I have just bought yet another batch of 5xDell Wyse 5070 - this time the extended versions - and I intend on deploying a small ceph cluster so I can use it for storage for my kubernetes cluster that I built on another batch of Dell Wyse 5070's.

I know these machines are tiny - but they have 4 cores each and should easily be upgradeable to 32Gigs of memory if required.
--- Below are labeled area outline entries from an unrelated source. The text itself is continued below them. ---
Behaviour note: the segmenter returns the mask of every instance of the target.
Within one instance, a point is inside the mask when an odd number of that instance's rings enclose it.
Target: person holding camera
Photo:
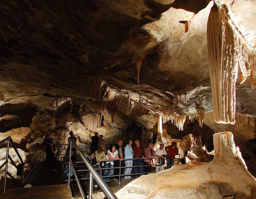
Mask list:
[[[125,146],[125,147],[124,148],[125,159],[132,159],[133,158],[134,151],[132,150],[132,141],[131,139],[130,139],[129,141],[129,143]],[[125,167],[126,167],[124,170],[124,174],[125,175],[125,175],[124,176],[124,181],[125,182],[129,182],[129,181],[132,181],[131,179],[131,176],[129,175],[131,174],[132,172],[132,167],[129,168],[129,167],[132,166],[132,162],[133,161],[132,160],[126,160],[124,161],[124,163],[125,164]]]
[[[162,143],[160,144],[160,147],[156,150],[156,158],[155,159],[156,172],[163,170],[165,160],[167,155],[166,151],[163,148],[164,147],[165,145]]]
[[[145,154],[145,152],[143,148],[141,146],[141,143],[138,140],[137,140],[135,141],[135,144],[136,146],[133,147],[132,148],[132,150],[134,152],[133,154],[133,157],[135,158],[138,158],[138,160],[135,160],[132,163],[132,166],[142,166],[143,165],[143,162],[142,162],[142,160],[141,158],[142,158],[142,156],[144,156],[144,160],[147,160],[147,156]],[[137,169],[138,167],[134,167],[133,168],[133,172],[134,173],[138,173]],[[139,177],[142,174],[144,171],[144,169],[143,167],[139,167],[139,173],[138,175],[135,175],[134,178],[137,178],[138,177]]]

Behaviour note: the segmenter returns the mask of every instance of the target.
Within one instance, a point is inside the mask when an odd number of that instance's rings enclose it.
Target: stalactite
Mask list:
[[[212,8],[207,26],[208,54],[214,120],[234,124],[236,82],[238,66],[234,55],[233,32],[222,9]]]
[[[163,118],[162,115],[159,115],[157,122],[157,131],[159,134],[163,134]]]
[[[175,99],[175,103],[178,106],[178,94],[177,92],[175,92],[174,94],[174,98]]]
[[[201,128],[203,127],[203,120],[204,118],[204,110],[202,108],[200,110],[199,115],[198,117],[198,122],[199,123],[199,125],[200,125]]]
[[[119,94],[109,87],[106,89],[104,97],[107,100],[111,101],[117,108],[125,115],[130,114],[133,108],[133,102],[128,97]]]
[[[81,117],[85,129],[95,132],[101,127],[101,114],[96,113],[90,113],[83,116]]]
[[[202,128],[205,115],[204,110],[203,109],[201,109],[199,113],[189,114],[189,118],[192,122],[194,122],[194,119],[198,120],[199,125],[201,128]]]
[[[234,124],[238,67],[242,83],[250,70],[255,70],[255,50],[231,19],[226,6],[214,2],[207,31],[214,119],[218,123]]]
[[[187,115],[179,115],[174,116],[173,115],[163,115],[162,116],[163,122],[165,123],[169,121],[176,126],[180,131],[183,130],[184,123],[186,121]]]
[[[71,98],[71,99],[70,100],[70,113],[72,113],[72,111],[73,111],[73,98]]]
[[[252,89],[254,89],[254,82],[253,81],[253,70],[251,70],[251,86]]]
[[[99,99],[100,101],[101,99],[101,86],[103,74],[101,73],[93,79],[93,82],[94,87],[94,100]]]
[[[139,60],[136,62],[136,66],[137,67],[137,71],[138,72],[137,76],[137,83],[139,85],[139,71],[141,70],[141,65],[142,64],[142,59]]]

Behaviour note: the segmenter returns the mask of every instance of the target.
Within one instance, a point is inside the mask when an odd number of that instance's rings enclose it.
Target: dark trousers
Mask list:
[[[144,173],[149,173],[151,171],[151,165],[149,164],[148,163],[143,161],[143,163],[144,165],[147,165],[147,167],[144,167]],[[147,175],[147,174],[146,174]]]
[[[174,165],[174,160],[171,158],[171,157],[167,157],[166,158],[166,163],[167,163],[167,168],[169,169]]]
[[[132,166],[142,166],[143,165],[142,162],[143,161],[142,160],[134,160],[133,162],[132,163]],[[138,171],[137,171],[138,168],[138,167],[133,168],[133,173],[138,173]],[[143,173],[144,171],[143,167],[139,167],[138,168],[139,169],[139,174]],[[142,174],[139,174],[138,176],[139,177]],[[138,176],[137,175],[134,175],[134,176],[135,178],[136,178]]]
[[[46,163],[47,169],[55,169],[55,157],[53,152],[46,154]]]
[[[114,161],[114,166],[115,167],[119,167],[119,164],[120,163],[120,161]],[[119,168],[117,169],[115,169],[114,170],[114,175],[119,175]],[[119,176],[116,176],[114,177],[115,179],[117,179],[119,180]]]

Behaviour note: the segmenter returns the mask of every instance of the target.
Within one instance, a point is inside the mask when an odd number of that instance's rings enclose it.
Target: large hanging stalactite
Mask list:
[[[214,120],[233,124],[238,66],[233,57],[233,32],[225,15],[216,5],[212,8],[207,25],[208,55]]]
[[[242,83],[250,71],[255,70],[255,50],[243,38],[228,11],[225,5],[215,2],[209,15],[207,35],[214,120],[233,124],[238,66]]]

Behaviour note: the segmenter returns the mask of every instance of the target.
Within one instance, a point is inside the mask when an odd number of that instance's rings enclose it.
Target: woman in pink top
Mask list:
[[[144,173],[149,173],[151,171],[150,170],[151,162],[153,162],[153,159],[155,158],[155,151],[153,149],[154,146],[154,144],[149,143],[148,144],[148,147],[145,150],[145,154],[147,156],[147,159],[146,160],[143,160],[143,163],[144,163],[144,165],[148,165],[148,166],[144,167]]]

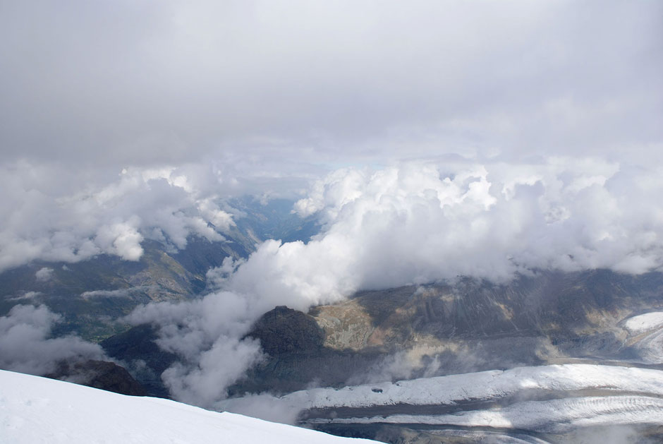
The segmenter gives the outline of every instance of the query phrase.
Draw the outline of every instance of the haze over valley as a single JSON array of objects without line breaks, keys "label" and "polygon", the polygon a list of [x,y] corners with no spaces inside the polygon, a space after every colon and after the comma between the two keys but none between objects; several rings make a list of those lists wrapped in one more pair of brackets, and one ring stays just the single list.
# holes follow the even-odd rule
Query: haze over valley
[{"label": "haze over valley", "polygon": [[0,4],[0,436],[660,442],[662,20]]}]

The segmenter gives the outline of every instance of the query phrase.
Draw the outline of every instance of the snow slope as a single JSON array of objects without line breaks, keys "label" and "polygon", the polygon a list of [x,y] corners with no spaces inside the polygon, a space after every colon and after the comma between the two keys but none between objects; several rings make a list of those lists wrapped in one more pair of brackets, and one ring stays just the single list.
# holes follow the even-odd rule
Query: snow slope
[{"label": "snow slope", "polygon": [[[635,367],[563,364],[518,367],[346,387],[294,392],[280,400],[300,408],[367,407],[406,404],[454,404],[494,400],[524,390],[569,391],[601,389],[663,396],[663,371]],[[240,400],[232,400],[235,405]]]},{"label": "snow slope", "polygon": [[0,371],[0,443],[370,443]]},{"label": "snow slope", "polygon": [[312,419],[312,424],[430,424],[519,428],[562,433],[578,427],[663,423],[663,400],[645,396],[608,396],[525,401],[501,409],[454,414]]}]

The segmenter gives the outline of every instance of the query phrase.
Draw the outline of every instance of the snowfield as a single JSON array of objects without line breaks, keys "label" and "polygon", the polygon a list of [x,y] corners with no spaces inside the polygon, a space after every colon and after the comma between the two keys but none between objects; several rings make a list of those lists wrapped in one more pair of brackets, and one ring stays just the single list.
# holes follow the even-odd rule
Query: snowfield
[{"label": "snowfield", "polygon": [[525,401],[490,410],[454,414],[396,414],[370,418],[316,419],[311,424],[430,424],[519,428],[563,433],[579,427],[663,423],[663,400],[645,396],[609,396]]},{"label": "snowfield", "polygon": [[[592,364],[518,367],[338,390],[317,388],[294,392],[280,400],[288,405],[305,409],[396,404],[453,405],[467,400],[496,400],[528,389],[550,391],[600,389],[663,396],[663,371]],[[240,400],[233,400],[235,406],[240,402]]]},{"label": "snowfield", "polygon": [[3,443],[373,442],[0,371]]}]

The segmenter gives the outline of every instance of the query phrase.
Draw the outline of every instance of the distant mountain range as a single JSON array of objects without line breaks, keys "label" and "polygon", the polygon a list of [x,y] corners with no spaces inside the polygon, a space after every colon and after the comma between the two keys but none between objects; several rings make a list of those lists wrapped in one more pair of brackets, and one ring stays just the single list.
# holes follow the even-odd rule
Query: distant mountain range
[{"label": "distant mountain range", "polygon": [[[45,304],[63,319],[55,326],[53,336],[80,335],[98,342],[115,360],[60,362],[48,374],[51,378],[121,393],[169,397],[161,376],[179,356],[159,346],[155,326],[130,328],[117,319],[140,304],[200,298],[210,290],[206,273],[221,266],[226,258],[245,258],[257,243],[267,239],[308,241],[320,229],[314,220],[292,214],[292,202],[272,200],[263,205],[245,198],[230,205],[236,212],[236,226],[223,234],[225,241],[192,237],[186,248],[178,251],[148,240],[142,243],[145,253],[136,262],[102,255],[77,263],[32,263],[0,273],[0,316],[16,304]],[[566,402],[559,408],[584,412],[577,417],[562,415],[559,424],[588,417],[594,421],[592,426],[614,425],[607,414],[595,414],[585,408],[594,402],[606,411],[621,412],[613,420],[631,427],[636,410],[657,402],[662,395],[631,388],[624,372],[610,379],[609,368],[600,373],[608,375],[607,380],[612,382],[600,386],[588,383],[581,388],[569,385],[571,388],[558,390],[545,385],[545,390],[526,393],[513,389],[506,398],[480,395],[481,400],[463,399],[454,408],[434,403],[425,408],[398,407],[403,402],[394,401],[394,406],[389,408],[362,404],[363,409],[346,410],[351,404],[363,401],[348,395],[348,405],[329,407],[320,397],[329,399],[335,392],[324,395],[306,390],[355,386],[356,392],[363,390],[379,397],[383,390],[396,390],[384,384],[399,386],[399,380],[427,380],[460,373],[479,375],[468,378],[482,380],[483,373],[476,372],[497,371],[497,375],[521,367],[530,370],[509,374],[524,371],[530,375],[532,387],[544,387],[542,381],[553,371],[546,368],[562,378],[564,372],[549,366],[555,364],[637,367],[658,378],[663,375],[663,273],[634,276],[607,270],[542,270],[518,275],[503,284],[458,277],[363,291],[305,313],[275,307],[254,323],[245,337],[260,340],[264,356],[229,388],[231,399],[223,405],[231,410],[257,414],[242,410],[245,400],[253,399],[245,395],[269,392],[283,397],[279,402],[293,403],[288,408],[298,412],[299,424],[341,435],[393,443],[470,443],[489,438],[506,440],[494,442],[568,442],[580,439],[580,435],[573,434],[579,433],[577,428],[567,430],[557,423],[545,427],[536,418],[511,428],[504,424],[491,427],[483,420],[473,422],[472,415],[480,412],[481,418],[489,419],[501,409],[521,412],[532,407],[516,402],[526,398],[549,404],[535,404],[542,409]],[[589,368],[564,368],[586,371]],[[413,390],[428,387],[427,383],[418,384],[412,385]],[[288,395],[293,392],[299,395]],[[626,402],[625,398],[609,397],[613,395],[640,397]],[[647,408],[655,412],[662,409],[657,404]],[[401,424],[402,415],[413,412],[419,416]],[[463,422],[444,416],[446,419],[433,420],[432,414],[436,418],[453,414],[470,419]],[[447,421],[443,428],[446,431],[435,432],[437,428],[430,422],[434,421]],[[643,440],[663,439],[663,429],[656,421],[643,419],[636,428],[633,433]]]}]

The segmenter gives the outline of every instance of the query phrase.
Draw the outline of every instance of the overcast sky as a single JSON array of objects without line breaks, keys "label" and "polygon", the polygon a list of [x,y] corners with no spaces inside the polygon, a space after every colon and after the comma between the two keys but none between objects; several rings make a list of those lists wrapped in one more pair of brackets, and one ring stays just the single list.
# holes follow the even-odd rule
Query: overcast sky
[{"label": "overcast sky", "polygon": [[1,160],[641,158],[662,25],[658,1],[2,1]]},{"label": "overcast sky", "polygon": [[[210,405],[275,305],[660,270],[662,73],[653,0],[0,0],[0,272],[222,241],[229,196],[299,199],[323,224],[308,244],[266,241],[210,270],[218,292],[131,315],[170,326],[166,384]],[[57,318],[11,314],[39,344]]]}]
I plan on adding a separate NIC so ceph has an isolated storage network, and then use the public network for clients.

I will install 2 or 3 SSD's (somehow).

So I just wonder if there are any gotcha's or advice people that run ceph today can give me.

I plan on running with 3 replicas - and I read that 5 nodes is a good number of nodes, since it allows some downtime on the different nodes.
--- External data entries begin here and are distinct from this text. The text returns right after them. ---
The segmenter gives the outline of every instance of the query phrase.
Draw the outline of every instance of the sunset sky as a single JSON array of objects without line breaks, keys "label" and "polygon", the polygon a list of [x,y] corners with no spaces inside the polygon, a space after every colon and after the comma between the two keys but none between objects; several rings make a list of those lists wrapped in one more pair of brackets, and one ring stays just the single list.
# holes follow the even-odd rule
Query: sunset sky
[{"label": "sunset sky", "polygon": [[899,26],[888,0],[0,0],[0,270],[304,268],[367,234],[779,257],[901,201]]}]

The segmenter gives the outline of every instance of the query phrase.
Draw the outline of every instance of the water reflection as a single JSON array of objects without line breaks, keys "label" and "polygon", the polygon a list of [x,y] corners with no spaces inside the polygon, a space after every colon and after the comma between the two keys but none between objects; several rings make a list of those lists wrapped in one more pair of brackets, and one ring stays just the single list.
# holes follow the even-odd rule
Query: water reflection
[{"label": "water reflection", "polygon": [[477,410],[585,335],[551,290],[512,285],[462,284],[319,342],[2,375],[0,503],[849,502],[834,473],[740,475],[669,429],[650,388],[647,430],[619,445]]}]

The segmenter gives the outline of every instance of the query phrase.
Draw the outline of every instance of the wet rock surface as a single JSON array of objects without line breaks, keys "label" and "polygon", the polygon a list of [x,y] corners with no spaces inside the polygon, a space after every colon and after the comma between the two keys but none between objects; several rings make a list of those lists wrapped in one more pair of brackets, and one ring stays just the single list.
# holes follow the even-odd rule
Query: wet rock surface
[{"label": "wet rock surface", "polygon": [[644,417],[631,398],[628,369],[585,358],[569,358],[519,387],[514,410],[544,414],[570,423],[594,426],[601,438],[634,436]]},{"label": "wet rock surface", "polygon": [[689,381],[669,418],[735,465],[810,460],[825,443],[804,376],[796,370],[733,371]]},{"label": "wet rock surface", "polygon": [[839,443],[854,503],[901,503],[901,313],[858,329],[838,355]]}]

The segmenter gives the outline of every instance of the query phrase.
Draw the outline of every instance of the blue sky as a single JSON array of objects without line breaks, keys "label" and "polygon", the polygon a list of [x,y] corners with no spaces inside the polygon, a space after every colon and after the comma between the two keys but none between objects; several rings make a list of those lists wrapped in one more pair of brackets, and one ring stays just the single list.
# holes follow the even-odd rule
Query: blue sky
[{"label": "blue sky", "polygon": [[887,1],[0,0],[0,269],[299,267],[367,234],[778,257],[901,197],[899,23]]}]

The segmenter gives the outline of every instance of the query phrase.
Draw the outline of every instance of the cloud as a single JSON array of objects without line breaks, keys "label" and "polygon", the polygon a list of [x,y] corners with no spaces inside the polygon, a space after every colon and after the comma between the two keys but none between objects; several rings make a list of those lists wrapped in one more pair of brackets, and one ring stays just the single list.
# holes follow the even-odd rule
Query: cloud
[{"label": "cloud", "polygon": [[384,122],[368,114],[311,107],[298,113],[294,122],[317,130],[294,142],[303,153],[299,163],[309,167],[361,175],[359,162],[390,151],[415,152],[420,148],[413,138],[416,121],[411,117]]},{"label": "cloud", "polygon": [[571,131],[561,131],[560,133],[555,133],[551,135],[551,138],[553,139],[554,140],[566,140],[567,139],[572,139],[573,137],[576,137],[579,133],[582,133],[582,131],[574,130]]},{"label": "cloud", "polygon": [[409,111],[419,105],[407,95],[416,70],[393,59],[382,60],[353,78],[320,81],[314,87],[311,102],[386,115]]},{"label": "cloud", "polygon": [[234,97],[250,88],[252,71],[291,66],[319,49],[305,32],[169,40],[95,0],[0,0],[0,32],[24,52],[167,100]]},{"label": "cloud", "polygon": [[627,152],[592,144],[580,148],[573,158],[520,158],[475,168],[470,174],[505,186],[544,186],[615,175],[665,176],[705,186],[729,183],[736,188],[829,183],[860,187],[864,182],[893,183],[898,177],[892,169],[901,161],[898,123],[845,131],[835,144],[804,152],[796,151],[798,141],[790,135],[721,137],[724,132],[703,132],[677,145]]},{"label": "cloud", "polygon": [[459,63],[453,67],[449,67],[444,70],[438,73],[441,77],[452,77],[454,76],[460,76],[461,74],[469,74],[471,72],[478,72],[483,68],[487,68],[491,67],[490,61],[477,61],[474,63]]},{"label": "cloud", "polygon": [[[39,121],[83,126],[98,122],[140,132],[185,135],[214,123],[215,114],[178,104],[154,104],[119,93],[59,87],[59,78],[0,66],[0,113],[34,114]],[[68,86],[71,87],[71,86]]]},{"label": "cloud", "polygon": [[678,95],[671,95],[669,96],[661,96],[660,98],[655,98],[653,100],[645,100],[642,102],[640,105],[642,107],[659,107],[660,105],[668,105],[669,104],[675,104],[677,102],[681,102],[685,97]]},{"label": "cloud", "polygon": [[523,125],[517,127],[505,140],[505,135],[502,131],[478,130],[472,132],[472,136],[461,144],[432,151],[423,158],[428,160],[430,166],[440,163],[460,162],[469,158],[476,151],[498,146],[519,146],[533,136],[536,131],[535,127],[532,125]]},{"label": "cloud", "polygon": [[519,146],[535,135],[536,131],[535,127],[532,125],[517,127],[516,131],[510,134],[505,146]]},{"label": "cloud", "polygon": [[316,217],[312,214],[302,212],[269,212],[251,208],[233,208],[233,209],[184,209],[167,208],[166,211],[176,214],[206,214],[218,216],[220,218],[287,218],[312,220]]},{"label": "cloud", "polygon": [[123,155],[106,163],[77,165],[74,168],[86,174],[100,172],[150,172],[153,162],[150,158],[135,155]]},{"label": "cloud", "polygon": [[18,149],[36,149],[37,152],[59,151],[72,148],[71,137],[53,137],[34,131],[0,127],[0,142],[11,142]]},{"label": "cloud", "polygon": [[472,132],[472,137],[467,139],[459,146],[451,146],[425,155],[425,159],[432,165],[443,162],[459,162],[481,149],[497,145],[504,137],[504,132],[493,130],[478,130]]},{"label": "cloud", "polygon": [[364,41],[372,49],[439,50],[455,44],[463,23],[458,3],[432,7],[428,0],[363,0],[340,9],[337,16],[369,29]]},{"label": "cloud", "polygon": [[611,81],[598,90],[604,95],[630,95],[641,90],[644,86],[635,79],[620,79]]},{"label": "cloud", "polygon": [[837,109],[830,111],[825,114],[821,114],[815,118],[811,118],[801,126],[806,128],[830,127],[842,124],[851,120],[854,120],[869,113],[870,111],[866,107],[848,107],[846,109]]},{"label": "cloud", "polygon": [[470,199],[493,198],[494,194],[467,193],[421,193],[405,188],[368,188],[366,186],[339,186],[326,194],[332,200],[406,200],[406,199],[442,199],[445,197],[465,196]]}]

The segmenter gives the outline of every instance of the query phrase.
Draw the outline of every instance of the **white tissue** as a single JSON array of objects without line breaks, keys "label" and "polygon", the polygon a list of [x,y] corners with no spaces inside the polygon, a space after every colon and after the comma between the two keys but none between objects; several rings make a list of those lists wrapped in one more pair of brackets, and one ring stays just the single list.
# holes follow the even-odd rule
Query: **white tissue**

Thanks for all advice you can give.

P.S. I know I will not have awesome performance, since its only 1Gbit network, but I don't want speed demons - I want stability and secure storage for my kubernetes cluster.
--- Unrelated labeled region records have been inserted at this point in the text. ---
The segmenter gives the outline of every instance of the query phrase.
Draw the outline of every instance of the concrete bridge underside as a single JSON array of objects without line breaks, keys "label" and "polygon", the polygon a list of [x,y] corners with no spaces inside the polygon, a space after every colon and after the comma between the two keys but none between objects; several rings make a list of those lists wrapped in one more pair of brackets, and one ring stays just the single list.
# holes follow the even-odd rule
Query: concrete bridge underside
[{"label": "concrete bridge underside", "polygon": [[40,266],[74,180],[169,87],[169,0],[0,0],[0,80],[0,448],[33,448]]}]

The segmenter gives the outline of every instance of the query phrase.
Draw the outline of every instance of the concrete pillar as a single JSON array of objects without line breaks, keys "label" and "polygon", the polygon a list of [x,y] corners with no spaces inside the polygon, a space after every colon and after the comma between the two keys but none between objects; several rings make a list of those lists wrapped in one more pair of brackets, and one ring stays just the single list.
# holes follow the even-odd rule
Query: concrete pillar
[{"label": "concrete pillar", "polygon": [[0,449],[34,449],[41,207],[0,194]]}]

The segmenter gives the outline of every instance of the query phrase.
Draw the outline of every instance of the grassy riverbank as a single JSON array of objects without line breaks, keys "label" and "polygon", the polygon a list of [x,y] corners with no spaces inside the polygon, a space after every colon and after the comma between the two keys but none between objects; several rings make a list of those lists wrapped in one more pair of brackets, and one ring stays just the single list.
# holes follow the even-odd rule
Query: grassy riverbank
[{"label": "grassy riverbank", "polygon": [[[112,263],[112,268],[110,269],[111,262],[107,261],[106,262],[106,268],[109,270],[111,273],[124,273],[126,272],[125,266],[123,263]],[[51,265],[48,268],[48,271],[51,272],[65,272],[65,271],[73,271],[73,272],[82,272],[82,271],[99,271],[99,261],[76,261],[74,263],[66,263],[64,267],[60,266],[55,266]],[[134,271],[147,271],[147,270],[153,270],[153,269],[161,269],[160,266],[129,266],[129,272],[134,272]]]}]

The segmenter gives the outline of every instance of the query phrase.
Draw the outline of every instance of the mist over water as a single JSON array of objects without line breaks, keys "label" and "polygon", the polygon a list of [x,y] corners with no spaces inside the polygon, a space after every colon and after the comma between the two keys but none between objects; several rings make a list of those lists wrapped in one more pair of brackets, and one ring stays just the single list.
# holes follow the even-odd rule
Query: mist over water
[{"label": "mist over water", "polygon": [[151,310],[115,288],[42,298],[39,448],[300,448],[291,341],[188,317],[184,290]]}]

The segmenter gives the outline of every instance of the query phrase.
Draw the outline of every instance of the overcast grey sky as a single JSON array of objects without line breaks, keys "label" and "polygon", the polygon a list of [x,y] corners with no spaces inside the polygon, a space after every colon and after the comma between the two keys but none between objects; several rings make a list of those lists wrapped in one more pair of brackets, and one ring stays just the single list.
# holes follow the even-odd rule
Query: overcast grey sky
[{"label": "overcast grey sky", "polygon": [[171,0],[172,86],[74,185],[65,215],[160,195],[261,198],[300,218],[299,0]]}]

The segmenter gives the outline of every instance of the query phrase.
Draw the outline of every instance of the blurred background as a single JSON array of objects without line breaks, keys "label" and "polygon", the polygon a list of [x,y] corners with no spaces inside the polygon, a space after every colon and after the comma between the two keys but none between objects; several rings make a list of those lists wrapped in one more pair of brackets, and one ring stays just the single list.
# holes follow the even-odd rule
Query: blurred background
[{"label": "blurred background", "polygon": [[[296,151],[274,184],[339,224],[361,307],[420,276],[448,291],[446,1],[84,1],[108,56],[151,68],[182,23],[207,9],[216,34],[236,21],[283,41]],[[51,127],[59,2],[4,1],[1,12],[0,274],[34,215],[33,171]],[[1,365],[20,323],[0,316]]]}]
Edit: I will probably be using something similar to this for having two extra SATA m.2 drives. Controller Card - PCIe 2x M.2 SATA SSD - SATA Controller Cards | Denmark
 
Last edited:

oneplane

Active Member
Jul 23, 2021
214
98
28
I'll be following along on this one. I too am considering a 'tiny' Ceph cluster for Kubernetes or Havester labs where speed really isn't much of a thing (heck, 30MB/s would be enough) but reliability with availability and durability is important. Most Ceph concepts assume high bandwidth and IOPS but if you don't need that it often devolves into 'use something else', which misses the point of wanting to use Ceph.
 

PigLover

Moderator
Jan 26, 2011
3,051
1,351
113
I'd strongly recommend that you run Kubernetes on the machines serving as your Ceph cluster as well - and then use Rook to install/manage Ceph on them. Rook is a Kubernetes "operator" that will deploy and manage all of the Ceph components for you, e.g., to do upgrades you just update the image version tags in the Rook config YAML and then Rook & K8s do their magic to get the upgrade done.
 

Bjorn Smith

Well-Known Member
Sep 3, 2019
505
267
63
48
r00t.dk
I'd strongly recommend that you run Kubernetes on the machines serving as your Ceph cluster as well - and then use Rook to install/manage Ceph on them. Rook is a Kubernetes "operator" that will deploy and manage all of the Ceph components for you, e.g., to do upgrades you just update the image version tags in the Rook config YAML and then Rook & K8s do their magic to get the upgrade done.
So basically expand my kubernetes cluster to include the 5 new nodes - but then have ceph running only on these 5 new nodes - I guess that would simply things in terms of installing and managing ceph.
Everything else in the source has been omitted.